MIT Media Lab director resigns after report it hid millions in fundraising dollars generated by Jeffrey Epstein
The Massachusetts Institute of Technology's Media Lab worked to conceal the extent of its fund-raising relationship with convicted sex offender Jeffrey Epstein, which generated millions more than previously disclosed, according to the New Yorker.
E-mails and other documents obtained by the magazine show the Media Lab kept accepting gifts from Epstein after his incarceration in the mid-2000s -- even though a university database marked him as disqualified -- and listed them as anonymous, the magazine reported Friday.
The director of the lab stepped down on Saturday after outcry over his financial connections to Epstein, the New York Times reported.
“After giving the matter a great deal of thought over the past several days and weeks, I think that it is best that I resign as director of the media lab and as a professor and employee of the Institute, effective immediately,” the director, Joichi Ito, wrote in an email to the university’s provost, Martin A. Schmidt.
Records show Epstein, who died in a federal detention center in Manhattan in August, was credited with winning at least $2 million in donations from Microsoft founder Bill Gates and $5.5 million from investor Leon Black, the New Yorker said. Efforts to conceal the lab's relationship with Epstein were so well-known that some staffers referred to him as Voldemort, or "he who must not be named," a reference to the villain in Harry Potter books and movies.

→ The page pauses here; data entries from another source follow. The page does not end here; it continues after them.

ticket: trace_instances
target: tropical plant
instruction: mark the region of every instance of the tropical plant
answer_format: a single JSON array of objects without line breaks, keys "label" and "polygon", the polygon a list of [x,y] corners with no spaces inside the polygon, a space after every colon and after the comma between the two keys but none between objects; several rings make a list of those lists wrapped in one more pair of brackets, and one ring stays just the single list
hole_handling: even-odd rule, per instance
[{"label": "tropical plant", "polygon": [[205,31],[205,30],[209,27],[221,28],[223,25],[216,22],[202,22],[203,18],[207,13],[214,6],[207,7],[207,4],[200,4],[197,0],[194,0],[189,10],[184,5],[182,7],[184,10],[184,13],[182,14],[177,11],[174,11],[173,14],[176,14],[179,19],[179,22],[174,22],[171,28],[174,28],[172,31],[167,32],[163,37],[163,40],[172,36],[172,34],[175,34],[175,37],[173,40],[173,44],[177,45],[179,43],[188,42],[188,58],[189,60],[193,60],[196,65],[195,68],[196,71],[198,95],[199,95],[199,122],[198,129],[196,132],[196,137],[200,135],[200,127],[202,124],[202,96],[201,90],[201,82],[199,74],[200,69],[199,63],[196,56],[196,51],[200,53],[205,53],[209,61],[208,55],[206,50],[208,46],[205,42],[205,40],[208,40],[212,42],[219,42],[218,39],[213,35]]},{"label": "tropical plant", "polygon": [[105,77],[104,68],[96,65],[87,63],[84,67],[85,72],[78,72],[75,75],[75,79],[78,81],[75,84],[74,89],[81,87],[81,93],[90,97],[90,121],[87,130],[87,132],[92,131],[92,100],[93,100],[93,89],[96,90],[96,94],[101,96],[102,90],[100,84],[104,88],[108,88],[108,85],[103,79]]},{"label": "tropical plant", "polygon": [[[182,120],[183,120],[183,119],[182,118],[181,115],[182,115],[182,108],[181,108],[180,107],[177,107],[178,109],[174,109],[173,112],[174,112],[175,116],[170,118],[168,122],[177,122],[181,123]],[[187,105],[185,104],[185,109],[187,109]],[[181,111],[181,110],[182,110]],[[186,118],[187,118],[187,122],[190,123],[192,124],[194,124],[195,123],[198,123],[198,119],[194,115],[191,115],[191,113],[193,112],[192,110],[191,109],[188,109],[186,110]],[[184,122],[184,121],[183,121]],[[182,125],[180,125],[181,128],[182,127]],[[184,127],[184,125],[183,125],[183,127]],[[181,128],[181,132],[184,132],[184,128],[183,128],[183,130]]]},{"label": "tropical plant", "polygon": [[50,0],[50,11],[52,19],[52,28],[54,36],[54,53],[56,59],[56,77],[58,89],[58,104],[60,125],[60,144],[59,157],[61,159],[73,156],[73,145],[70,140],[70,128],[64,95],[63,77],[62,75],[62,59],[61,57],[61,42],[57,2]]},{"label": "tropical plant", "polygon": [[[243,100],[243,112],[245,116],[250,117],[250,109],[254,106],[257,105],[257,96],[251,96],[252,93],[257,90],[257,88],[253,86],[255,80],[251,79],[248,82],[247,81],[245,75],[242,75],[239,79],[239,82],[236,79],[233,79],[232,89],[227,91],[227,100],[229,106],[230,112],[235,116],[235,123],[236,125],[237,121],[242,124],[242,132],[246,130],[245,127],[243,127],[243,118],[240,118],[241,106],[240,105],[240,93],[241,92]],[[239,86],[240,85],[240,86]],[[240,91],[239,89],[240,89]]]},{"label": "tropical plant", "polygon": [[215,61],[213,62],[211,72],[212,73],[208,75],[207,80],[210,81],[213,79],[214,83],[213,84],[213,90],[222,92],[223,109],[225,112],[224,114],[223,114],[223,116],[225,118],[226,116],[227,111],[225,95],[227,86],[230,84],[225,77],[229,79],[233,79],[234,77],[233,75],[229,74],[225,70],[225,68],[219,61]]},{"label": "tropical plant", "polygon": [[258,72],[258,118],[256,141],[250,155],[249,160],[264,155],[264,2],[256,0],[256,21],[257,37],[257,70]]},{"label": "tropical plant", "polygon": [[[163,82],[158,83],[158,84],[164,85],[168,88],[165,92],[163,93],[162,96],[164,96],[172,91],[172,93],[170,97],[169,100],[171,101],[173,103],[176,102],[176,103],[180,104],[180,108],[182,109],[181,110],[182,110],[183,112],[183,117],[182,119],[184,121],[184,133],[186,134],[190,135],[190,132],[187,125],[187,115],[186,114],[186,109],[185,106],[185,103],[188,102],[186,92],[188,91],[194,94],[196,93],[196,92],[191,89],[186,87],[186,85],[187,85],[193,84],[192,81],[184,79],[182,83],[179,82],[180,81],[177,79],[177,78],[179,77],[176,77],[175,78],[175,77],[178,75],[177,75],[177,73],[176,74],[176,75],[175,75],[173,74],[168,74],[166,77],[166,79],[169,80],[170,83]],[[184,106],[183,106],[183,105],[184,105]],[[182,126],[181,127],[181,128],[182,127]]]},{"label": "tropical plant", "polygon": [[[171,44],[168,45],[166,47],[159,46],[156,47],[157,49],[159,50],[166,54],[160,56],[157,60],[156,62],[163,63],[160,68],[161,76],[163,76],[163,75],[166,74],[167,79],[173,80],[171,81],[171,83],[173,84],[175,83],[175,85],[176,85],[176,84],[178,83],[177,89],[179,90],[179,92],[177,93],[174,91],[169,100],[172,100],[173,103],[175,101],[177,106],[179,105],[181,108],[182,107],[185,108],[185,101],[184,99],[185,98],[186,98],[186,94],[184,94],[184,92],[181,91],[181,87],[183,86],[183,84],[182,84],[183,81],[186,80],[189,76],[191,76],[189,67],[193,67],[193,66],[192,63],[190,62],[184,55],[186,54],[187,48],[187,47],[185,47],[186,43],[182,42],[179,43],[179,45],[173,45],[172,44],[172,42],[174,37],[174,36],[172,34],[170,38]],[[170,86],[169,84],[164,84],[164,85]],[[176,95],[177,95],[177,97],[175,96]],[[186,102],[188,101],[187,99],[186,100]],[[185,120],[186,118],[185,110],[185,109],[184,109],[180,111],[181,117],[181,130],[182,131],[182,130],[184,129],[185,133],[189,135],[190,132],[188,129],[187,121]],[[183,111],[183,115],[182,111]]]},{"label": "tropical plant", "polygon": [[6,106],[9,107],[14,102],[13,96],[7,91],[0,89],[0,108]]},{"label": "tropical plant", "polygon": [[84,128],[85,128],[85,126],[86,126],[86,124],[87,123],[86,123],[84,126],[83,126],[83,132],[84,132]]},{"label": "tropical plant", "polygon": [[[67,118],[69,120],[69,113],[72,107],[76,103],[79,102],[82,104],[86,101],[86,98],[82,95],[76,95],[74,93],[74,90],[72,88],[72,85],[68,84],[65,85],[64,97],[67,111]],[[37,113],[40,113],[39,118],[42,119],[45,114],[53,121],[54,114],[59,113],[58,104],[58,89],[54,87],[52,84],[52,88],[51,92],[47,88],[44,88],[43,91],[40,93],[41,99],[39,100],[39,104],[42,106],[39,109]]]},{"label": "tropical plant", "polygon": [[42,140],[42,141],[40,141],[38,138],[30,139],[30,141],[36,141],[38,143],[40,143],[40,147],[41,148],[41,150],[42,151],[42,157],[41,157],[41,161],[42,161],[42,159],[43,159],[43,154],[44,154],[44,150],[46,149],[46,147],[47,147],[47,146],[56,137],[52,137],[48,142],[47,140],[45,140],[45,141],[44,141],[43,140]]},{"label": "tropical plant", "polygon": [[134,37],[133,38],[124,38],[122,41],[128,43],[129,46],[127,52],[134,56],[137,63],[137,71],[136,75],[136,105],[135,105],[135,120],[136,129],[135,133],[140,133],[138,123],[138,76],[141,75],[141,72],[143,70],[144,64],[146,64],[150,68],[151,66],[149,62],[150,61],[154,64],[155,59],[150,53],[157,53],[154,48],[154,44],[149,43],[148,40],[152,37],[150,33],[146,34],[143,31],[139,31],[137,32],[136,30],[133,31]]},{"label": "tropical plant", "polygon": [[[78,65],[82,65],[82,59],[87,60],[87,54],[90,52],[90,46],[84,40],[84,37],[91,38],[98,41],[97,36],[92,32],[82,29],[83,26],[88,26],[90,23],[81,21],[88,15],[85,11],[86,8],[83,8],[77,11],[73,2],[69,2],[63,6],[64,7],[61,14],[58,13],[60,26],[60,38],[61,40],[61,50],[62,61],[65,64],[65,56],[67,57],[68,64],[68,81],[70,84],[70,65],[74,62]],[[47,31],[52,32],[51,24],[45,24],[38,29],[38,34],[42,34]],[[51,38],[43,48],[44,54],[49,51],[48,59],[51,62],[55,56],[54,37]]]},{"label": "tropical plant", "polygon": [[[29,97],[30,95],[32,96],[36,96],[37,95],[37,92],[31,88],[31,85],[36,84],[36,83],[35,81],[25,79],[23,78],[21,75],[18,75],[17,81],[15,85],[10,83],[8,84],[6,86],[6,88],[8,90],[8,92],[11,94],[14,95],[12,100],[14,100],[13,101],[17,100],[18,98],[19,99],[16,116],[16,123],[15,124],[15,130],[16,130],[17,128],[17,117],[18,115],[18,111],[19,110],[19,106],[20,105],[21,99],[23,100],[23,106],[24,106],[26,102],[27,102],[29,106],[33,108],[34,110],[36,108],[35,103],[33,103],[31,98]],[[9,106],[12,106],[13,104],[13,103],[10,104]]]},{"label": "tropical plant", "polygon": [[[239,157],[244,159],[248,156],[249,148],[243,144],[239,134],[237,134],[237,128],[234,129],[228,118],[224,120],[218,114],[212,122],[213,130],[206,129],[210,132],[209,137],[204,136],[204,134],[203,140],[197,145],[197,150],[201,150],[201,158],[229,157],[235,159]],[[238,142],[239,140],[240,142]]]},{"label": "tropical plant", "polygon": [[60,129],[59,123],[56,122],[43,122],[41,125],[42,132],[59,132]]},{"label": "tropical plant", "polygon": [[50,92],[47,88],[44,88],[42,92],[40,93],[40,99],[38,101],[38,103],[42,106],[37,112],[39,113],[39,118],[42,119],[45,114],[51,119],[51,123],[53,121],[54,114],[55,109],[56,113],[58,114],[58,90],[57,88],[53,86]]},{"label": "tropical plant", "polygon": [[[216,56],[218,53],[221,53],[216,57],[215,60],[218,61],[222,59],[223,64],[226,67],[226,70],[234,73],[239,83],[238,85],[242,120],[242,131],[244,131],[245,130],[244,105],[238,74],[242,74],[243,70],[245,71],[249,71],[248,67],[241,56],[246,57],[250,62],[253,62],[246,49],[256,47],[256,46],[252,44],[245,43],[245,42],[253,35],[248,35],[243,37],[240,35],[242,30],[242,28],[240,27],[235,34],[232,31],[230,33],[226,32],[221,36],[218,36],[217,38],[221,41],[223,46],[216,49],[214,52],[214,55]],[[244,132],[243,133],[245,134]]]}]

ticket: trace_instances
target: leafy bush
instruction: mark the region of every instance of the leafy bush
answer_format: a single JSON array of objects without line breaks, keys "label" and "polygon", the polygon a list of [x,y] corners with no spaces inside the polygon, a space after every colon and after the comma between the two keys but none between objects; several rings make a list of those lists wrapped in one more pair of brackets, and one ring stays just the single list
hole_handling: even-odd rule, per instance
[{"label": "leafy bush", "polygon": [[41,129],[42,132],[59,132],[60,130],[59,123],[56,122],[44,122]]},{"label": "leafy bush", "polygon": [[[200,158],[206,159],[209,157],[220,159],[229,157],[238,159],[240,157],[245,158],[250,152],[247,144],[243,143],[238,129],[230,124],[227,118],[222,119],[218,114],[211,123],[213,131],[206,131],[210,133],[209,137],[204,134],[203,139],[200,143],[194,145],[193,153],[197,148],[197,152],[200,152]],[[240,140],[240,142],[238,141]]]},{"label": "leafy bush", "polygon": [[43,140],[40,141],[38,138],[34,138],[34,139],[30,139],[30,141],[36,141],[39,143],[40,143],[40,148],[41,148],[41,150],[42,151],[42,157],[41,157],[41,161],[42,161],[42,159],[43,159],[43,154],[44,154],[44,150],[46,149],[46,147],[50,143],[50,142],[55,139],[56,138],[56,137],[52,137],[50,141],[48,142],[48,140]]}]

MIT had previously acknowledged receiving $800,000 in donations from foundations that Epstein controlled, leading university President L. Rafael Reif to make a formal apology. The lab's director, Joi Ito, said that he separately received $1.2 million from Epstein for investment funds and that the financier gave an additional $525,000 to the center, according to the New Yorker.
Links with the disgraced financier have become more troublesome for institutions, politicians and business leaders alike since his arrest in July on charges of sex trafficking of minors and conspiracy. The new allegations followed a plea deal more than 10 years earlier in which Epstein served 13 months in a Florida jail for prostitution-related offenses.
Epstein was acquainted with President Trump, who described him over a decade ago as a "terrific guy," and took former President Bill Clinton on his private plane. He was once a confidante of L Brands CEO Les Wexner, who severed ties with him after his arrest in the mid-2000s.
"In that process, we discovered that he had misappropriated vast sums of money from me and my family," Wexner said in a letter to members of the Wexner Foundation last month after reports that the organization had received donations from Epstein.
"I am embarrassed that, like so many others, I was deceived by Mr. Epstein," Wexner said at the time. "I know now that my trust in him was grossly misplaced, and I deeply regret having ever crossed his path."